萌奈美驚くという反応と、砕けた言葉に驚いている住人達。

「萌奈美、知り合い?」

真樹が聞く。

「そうだよ。俺はモナミのパートナー。」

答えたのは遼だった。

「てか、モナミンがいつものモナミンじゃない……。」

それもそのはず。無表情で何事にも無関心な機械みたいな萌奈美が、人間らしい反応をしているのだ。

「パートナーって?仕事とか?」

続けて有希が聞いた。

「ああ、まふぃ…ウグッ!」

萌奈美が遼の口を塞ぎ、

「トップシークレット…」

囁く。

萌奈美の殺気に、遼がガクガク頷く。

「し、仕事上のパートナーだよ。私生活でのパートナーでもあるけどね?」

落ち着きを取り戻した遼が、そう言って後ろから萌奈美を抱きしめる。

「遼、あたしにフラれたのによくそう言うこといえるよね。
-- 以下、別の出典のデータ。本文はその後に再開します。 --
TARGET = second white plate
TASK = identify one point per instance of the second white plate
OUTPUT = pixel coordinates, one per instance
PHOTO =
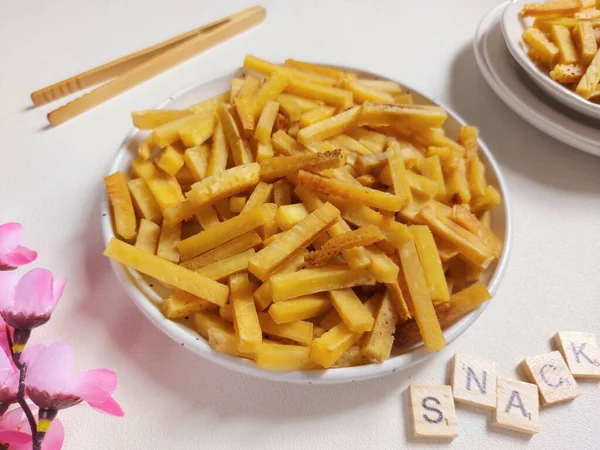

」

怒った口調で言う萌奈美は、とても可愛らしく見えた。

「萌奈美じゃねえ……」

昌までもが目を点にしている。

「フったとか言うなよぉ。俺、モナミじゃなきゃやだもん。」

遼と萌奈美が2人の世界に入ってじゃれ始める。

「あ、皆さん。今日、ちょっとモナミ借りてくんで。」

ふと、遼が住人達の方を向いた。

「モナミ、仕事だ。」

「ん。着替えてくる。」


着替え終わり、2階から降りてきた萌奈美は、いつもの服装に黒いコートを着ていた。

コートについたフードを被っているため、顔は見られなかった。

「行ってきます。」

ペコっと頭を下げて出て行った萌奈美を、住人達は呆然と見送った。





この日、萌奈美は神谷荘へ帰って来なかった。